Ekati, the first diamond mine in Canada that opened in 1998, is approaching the end of its projected mine life, with an estimated eight years of production remaining. Victor has about the same remaining mine life.
De Beers is exploring and testing a number of kimberlite pipes in the area of the Victor mine, and it remains optimistic that additional reserves can be identified. Diavik and Snap Lake both have more than 10 years of reserves remaining.

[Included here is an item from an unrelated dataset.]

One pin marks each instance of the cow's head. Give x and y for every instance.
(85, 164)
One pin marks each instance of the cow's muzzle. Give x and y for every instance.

The diamond cutting and processing sector in Canada remains small and specialized. Both of the current rough diamond mining jurisdictions in Canada, the NWT and Ontario, support the local cutting and polishing of a minimum of 10 percent of the rough diamonds mined within their respective jurisdictions. In Ontario this has led to the establishment of one cutting factory, located in Sudbury processing high value rough from the Victor mine. Over the past five years, the cutting and polishing factories in the NWT have encountered numerous problems as they faced higher operational costs. Only one factory is currently working, while a second is going through bankruptcy procedures and a third sits empty.
In 2010, Quebec announced its updated Mineral Strategy, which included the commitment to support the local cutting and polishing of 10 percent of the production from any diamond mine in Quebec. However the strategy did not provide specifics on how this would be achieved. It is clear however, that the government would like to see at least 10 percent of the production from Renard made available for cutting to factories located in Quebec. When diamonds were mined at Jericho, in Nunavut, the Nunavut government did not take a position on local allocation of rough diamonds, while the other prospective diamond-producing jurisdiction, Saskatchewan has not yet taken a public position on the issue. However there is a small cutting factory already operating in Prince Albert, the closest community to the prospective diamond mine in Saskatchewan, producing high quality specialized cuts.
The future for Canada as a producer of rough diamonds remains bright, with a number of strong projects vying to be the country’s next diamond mine in the next two to five years. The exploration sector has numerous projects in the pipeline with the potential to be producers in the next five to 10 years, all indications of Canada’s strength, now and into the future.